Was der Betreiber davon hat

Eine Topologieentscheidung zeigt ihren Wert vor allem zehn Jahre später, wenn eingegriffen werden muss. Jeder Easy3-M hat seine eigene Versorgung 230 Vac und seinen eigenen Leitungsschutzschalter — mindestens 13 A Charakteristik B: eine Auslösung oder ein Eingriff legt nur ein Geschoss still, die beiden anderen Subnetze laufen weiter. Eine Kommunikationsstörung ist von vornherein auf ein Geschoss eingegrenzt und wird am betroffenen Master behandelt, ohne Rückgriff auf die Verteilung.

Und weil die Adressierung der Realität der Baustelle folgt — ein Master, ein Geschoss, ein Los von 128 Teilnehmern —, lassen sich Klappenprüfungen und Teilabnahmen geschossweise etappieren. Werden später Teilnehmer ergänzt, betrifft das weder die anderen Subnetze noch die vertikale Verkabelung.

Die Randbedingungen

Zuerst zu prüfen. Die 100-m-Grenze des Masterbus ist der massgebende Faktor: die Verteilung mit dem Easy3-H muss weniger als 100 m Kabelweg vom entferntesten Easy3-M entfernt bleiben.

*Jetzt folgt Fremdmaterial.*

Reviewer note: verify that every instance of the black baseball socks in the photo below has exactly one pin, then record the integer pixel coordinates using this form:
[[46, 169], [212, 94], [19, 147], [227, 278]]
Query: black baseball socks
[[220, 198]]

Bei einem Hochhaus ist das der Punkt, der vor jeder weiteren Diskussion geklärt gehört.

Ebenso braucht es je Geschoss eine abgesicherte Versorgung 230 Vac und einen freien Platz für den Easy3-M im Verteiler — Reservationen, die früh und in Abstimmung mit dem Los Elektro zu setzen sind. Und die 1000 m pro Subnetz bleiben ein Richtwert, abhängig von der Anzahl Slaves, der Netzarchitektur, der Gebäudestruktur und den Kabeltypen; es ist Sache des Installateurs, die ergänzenden elektrischen Komponenten entsprechend den Gegebenheiten der Anlage auszulegen und zu gewährleisten.

Diese Arbeit nimmt Ihnen niemand ab

Der Hersteller liefert Hardware und Grenzwerte. Der Installateur baut, was auf dem Plan steht, den man ihm gibt. Dazwischen muss jemand entscheiden, wohin die Master kommen, prüfen, ob die 100 m vom gewählten Standort aus haltbar sind, und zwischen der Kompaktheit einer zentralen Anordnung und der Robustheit einer geschossweisen Verteilung abwägen.

Das ist die Rolle eines herstellerunabhängigen Ingenieurbüros. Wir verkaufen EasyBus3® nicht — wir haben kein Interesse daran, die eine Lösung der anderen vorzuziehen. Was wir beitragen, ist die Analyse, die aus einer katalogkonformen Konfiguration eine Anlage macht, die sich ohne Überraschungen in Betrieb nehmen lässt und sich unterhalten lässt, ohne ein ganzes Gebäude stillzulegen. Diese Denkweise wenden wir gleichermassen auf eine Netztopologie an, auf die Wahl eines Integrationsprotokolls oder auf die Auslegung eines Stellglieds: ausgehend vom realen Gebäude und seinem Betrieb, nie vom Schema, das sich am einfachsten zeichnen lässt.